Specifying Custom Node Types in a DAG

Introduction

In this small vignette, we give a detailed explanation on how to define custom functions that can be used in the type argument of node() or node_td() calls. Although simDAG includes a large number of different node types that can be used in this argument directly, it also allows the user to pass any function to this argument, as long as that function meets some limited criteria (as described below). This is an advanced feature that most users probably don’t need for standard simulation studies. We strongly recommend reading the documentation and the other vignettes first, because this vignette assumes that the reader is already familiar with the simDAG syntax and general features.

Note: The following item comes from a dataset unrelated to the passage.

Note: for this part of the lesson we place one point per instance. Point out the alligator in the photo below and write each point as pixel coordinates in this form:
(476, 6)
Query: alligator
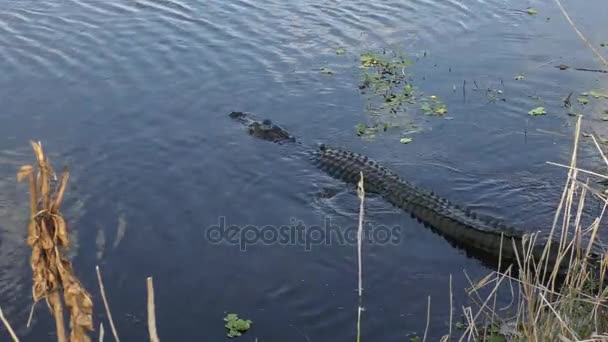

The support for custom functions in type allows users to create root nodes, child nodes or time-dependent nodes that are not directly implemented in this package. By doing so, users may create data with any functional dependence they can think of. The requirements for each node type are listed below. Some simple examples for each node type are given in each section. If you think that your custom node type might be useful to others, please contact the maintainer of this package via the supplied e-mail address or github and we might add it to this package.

library(simDAG)

set.seed(1234)

Root Nodes

Requirements

Any function that generates some vector of size n with n==nrow(data), or a data.frame() with as many rows as the current data can be used as a child node. The only requirement is:

1.) The function should have an argument called n which controls how many samples to generate.

Some examples that are already implemented in R outside of this package are stats::rnorm(), stats::rgamma() and stats::rbeta(). The function may take any amount of further arguments, which will be passed through the three-dot (...) syntax. Note that whenever the supplied function produces a data.frame() (or similar object), the user has to ensure that the included columns are named properly.

Examples

Using external functions that fulfill the requirements which are already defined by some other package can be done this way:

dag <- empty_dag() +
  node("A", type="rgamma", shape=0.1, rate=2) +
  node("B", type="rbeta", shape1=2, shape2=0.3)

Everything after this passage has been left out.